The movie has its moments

The movie has its momTents. It’s photographed by William Clothier in Arizona, for one thing. The supporting acting, for another: in particular, Chill Wills as Wayne’s long-suffering factotum, Strother Martin as the cowardly Indian agent, bald Hank Worden as ‘Curly’ and, especially, Edgar Buchanan as a dirty old trapper or miner. Good old Bob Steele is the train driver and the Indian chief Puma is played, obviously, by Australian Michael Pate, who cornered the market in Indian chiefs from Hondo on.

 

The liberal and insipid Governor is called Humphrey, a 1960s dig at the Democrat Vice-President and Presidential candidate so despised by Wayne.

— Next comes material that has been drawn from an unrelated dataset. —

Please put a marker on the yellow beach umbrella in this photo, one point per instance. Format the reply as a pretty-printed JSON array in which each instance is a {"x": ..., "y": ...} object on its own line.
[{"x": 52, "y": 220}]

The snooty Maureen O’Hara and an aging Wayne do their Quiet Man act and there’s a lot of shouting. There’s none of the subtlety of the Wayne/O’Hara relationship of Rio Grande (the only time O’Hara came close to being any good). McLaglen isn’t Ford and the story doesn’t allow it.

Just when I was watching and thinking, ‘It could have been worse; there could have been songs,” they had one.

A film full of energy

It’s certainly full of energy and the actors probably enjoyed it. But I don’t think we would be justly considered superior or patronizing if we called the humor broad. A lusty Western farce, perhaps. OK if you like that kind of thing.

One of the worst Wayne Westerns ever would be another way of looking at it!!